26/05/2025 | Adrian Bex
The opening keynote, front row. Source: private documentation.
On Tuesday, the 19th of May, I attended a business conference for the first time. It was held in Brussels by Salesforce together with its partners and sponsors, as part of their Agentforce World Tour. The event lasted a whole day, starting with an opening keynote, continuing with various mini sessions, and ending with a closing keynote.
In all of these sessions, they showcased their 'agentic AI' capabilities, branded as 'Agentforce', along with their plans for future development. They ran demos and brought in partners who have implemented some of their technology. They claimed that we are now in the era of the 'Agentic Enterprise', in which AI can genuinely have its own agency, taking actions based on data that has been cleaned and given context. In short, they offer AI agent solutions spanning production, sales, marketing, contact centers, field service, and more.
Salesforce Agentic Enterprise Architecture.
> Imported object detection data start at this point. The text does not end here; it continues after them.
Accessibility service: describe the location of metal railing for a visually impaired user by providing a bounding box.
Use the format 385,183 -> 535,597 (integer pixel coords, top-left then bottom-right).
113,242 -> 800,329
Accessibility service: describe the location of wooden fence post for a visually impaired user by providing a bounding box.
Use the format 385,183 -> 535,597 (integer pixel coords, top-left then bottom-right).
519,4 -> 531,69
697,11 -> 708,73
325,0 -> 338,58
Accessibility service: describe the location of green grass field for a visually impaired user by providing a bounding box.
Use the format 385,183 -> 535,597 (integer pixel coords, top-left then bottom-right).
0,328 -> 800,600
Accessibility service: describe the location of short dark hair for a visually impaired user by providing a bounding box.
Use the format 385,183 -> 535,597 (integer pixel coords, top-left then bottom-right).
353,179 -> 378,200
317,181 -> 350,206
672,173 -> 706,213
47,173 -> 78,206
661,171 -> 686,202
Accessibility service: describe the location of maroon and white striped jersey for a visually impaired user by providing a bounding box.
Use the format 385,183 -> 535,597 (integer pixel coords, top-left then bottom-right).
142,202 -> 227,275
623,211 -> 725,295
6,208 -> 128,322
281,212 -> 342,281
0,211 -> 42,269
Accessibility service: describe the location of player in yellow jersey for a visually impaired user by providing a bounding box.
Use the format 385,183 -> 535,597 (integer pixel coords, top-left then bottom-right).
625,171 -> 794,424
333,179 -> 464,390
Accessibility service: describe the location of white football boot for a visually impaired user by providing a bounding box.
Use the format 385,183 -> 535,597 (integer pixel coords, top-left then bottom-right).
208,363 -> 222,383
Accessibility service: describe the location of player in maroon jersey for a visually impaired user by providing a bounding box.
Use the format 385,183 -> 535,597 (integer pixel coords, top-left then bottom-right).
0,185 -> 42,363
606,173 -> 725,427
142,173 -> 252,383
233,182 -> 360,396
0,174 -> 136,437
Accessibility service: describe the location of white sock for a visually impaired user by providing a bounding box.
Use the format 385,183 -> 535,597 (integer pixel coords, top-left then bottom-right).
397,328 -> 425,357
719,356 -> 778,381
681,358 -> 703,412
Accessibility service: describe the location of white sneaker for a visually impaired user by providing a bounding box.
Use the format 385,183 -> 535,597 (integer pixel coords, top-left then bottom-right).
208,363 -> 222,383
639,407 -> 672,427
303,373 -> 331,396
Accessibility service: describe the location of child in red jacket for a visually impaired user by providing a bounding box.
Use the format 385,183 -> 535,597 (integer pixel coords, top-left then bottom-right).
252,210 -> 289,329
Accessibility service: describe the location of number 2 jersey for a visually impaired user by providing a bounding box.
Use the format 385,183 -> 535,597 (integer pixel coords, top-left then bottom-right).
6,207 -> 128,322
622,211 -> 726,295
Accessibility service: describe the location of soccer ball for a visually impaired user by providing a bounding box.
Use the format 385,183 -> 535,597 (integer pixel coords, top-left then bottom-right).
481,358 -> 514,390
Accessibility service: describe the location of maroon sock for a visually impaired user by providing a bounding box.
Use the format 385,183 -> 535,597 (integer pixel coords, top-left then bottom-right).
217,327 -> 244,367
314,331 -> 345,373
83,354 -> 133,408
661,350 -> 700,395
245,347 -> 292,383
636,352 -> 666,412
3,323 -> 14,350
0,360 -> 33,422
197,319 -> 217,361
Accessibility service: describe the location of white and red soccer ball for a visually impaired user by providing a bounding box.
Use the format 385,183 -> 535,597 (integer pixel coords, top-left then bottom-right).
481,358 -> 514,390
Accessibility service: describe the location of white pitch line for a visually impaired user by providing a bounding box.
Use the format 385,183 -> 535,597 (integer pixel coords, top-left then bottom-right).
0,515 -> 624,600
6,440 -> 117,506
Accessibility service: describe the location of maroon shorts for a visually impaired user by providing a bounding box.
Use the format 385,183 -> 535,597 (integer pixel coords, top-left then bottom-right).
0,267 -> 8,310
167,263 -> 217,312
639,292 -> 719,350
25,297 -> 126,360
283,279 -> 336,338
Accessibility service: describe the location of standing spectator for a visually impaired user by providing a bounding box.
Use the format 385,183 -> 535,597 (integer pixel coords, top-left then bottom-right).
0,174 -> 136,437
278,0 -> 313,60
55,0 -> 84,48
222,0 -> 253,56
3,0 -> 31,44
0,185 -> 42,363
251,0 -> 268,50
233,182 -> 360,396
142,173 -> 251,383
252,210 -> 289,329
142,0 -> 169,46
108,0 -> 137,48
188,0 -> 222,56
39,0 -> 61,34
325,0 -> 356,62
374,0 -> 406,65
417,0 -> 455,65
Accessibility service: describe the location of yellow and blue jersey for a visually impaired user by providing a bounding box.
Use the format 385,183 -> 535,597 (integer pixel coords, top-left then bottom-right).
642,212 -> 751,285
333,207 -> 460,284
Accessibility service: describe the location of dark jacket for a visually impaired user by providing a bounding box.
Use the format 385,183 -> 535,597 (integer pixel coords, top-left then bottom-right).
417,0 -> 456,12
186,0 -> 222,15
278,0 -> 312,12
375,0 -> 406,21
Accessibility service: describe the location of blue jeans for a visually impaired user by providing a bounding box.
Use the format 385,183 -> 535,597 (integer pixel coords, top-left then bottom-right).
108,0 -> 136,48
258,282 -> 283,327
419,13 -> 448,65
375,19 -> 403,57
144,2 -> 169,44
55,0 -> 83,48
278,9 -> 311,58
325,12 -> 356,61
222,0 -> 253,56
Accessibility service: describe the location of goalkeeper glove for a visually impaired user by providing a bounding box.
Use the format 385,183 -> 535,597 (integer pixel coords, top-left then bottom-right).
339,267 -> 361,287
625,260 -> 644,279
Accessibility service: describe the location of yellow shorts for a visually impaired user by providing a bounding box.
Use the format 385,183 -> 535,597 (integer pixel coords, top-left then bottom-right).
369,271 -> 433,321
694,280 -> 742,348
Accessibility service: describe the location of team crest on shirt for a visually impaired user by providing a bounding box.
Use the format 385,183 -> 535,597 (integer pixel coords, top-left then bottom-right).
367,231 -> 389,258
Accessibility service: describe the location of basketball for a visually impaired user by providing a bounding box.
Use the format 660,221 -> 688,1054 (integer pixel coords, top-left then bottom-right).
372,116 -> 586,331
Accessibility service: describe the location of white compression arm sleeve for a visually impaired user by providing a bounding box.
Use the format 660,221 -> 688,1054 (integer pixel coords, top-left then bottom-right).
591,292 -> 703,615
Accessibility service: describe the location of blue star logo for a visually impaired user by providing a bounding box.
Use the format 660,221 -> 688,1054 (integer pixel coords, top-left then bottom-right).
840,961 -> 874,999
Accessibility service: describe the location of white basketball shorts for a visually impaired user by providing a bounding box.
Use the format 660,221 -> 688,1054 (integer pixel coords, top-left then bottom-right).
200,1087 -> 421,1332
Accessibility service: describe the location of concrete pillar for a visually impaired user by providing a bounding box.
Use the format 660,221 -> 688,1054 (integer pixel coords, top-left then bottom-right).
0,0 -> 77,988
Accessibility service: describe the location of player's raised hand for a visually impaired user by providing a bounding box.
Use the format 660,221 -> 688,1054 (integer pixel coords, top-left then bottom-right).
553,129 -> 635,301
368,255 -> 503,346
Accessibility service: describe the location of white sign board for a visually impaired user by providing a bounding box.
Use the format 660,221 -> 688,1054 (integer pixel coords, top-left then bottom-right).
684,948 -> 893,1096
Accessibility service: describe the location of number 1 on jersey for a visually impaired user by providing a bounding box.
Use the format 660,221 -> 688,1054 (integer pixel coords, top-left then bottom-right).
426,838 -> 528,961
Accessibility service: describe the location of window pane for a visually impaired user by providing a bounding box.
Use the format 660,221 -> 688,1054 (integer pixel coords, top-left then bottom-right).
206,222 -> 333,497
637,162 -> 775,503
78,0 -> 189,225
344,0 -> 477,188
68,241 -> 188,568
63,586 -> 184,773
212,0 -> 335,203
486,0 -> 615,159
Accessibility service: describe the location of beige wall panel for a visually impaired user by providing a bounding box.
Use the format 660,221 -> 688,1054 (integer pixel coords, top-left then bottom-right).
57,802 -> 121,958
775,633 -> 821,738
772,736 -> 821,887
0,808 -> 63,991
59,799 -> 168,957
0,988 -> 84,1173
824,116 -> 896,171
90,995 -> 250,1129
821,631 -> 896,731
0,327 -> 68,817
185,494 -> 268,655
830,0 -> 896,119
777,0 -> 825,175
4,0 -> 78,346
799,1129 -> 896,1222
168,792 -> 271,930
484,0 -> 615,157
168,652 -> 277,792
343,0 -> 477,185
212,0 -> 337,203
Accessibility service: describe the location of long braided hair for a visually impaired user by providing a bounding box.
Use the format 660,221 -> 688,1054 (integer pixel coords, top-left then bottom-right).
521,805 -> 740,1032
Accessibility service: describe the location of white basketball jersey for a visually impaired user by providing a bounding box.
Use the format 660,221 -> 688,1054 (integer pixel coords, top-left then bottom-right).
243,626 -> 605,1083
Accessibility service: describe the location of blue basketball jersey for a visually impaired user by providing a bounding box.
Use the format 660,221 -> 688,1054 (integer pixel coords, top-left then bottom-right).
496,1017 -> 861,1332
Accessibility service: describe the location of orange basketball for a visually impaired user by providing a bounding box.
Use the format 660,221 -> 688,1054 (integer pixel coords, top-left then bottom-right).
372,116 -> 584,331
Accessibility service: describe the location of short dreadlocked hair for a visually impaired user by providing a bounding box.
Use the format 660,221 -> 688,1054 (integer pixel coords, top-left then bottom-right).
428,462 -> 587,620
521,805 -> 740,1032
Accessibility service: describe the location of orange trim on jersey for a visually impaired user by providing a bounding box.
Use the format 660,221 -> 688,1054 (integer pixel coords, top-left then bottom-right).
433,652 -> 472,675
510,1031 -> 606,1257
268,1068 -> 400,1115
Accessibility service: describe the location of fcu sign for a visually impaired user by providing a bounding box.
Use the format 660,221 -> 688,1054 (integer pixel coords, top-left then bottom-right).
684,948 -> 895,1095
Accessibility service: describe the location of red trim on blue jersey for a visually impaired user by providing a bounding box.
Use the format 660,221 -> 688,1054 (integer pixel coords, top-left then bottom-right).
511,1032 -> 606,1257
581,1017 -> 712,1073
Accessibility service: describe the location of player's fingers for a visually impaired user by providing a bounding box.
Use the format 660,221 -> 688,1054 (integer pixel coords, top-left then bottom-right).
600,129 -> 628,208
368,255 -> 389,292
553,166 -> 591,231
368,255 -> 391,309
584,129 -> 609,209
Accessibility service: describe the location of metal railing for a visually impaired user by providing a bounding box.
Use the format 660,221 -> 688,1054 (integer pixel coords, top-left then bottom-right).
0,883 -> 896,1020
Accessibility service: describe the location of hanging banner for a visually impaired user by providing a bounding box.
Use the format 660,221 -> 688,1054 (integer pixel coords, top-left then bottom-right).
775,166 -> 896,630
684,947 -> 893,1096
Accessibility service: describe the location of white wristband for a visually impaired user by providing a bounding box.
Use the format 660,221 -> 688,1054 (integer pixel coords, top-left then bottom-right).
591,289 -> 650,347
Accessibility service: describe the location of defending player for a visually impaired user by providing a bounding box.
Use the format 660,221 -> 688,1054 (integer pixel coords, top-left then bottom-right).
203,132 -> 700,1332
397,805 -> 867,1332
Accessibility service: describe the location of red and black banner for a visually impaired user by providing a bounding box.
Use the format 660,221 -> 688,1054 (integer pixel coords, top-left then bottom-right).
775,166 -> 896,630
Source: Salesforce
Among the many demos, the one that impressed me most was Agentforce in the contact center. A man called a brand's phone number and a female voice answered naturally. She welcomed him and asked how she could help, and he said he wanted to repair a piece of jewellery. Without much hesitation, the agent already knew the caller's location and offered to set up an appointment at one of the brand's branch offices in Brussels. And just like that, the appointment was made.
It is a fairly simple scenario, but it showcased the real capability of the agent. When the agent is finely orchestrated and all systems are well connected, I believe this could completely replace level 1 (or simple) inquiries in the contact center, with complex conversations escalated to a human specialist (will those soon be replaced by robots too!?).
I do not think there would be much resistance from human customers. Studies show that people are comfortable conversing with AI. After all, most people already interact with machines every day: driving (computer logic and algorithms keep you safe on the road), searching on Google (AI now answers your questions), talking to AI voices, texting with chatbots, and so on.
The era of the agentic enterprise carries the belief that working alongside robots, or AI, is beneficial for productivity and efficiency. But what about privacy, data security, and the other consequences of AI? That, I am not sure about yet.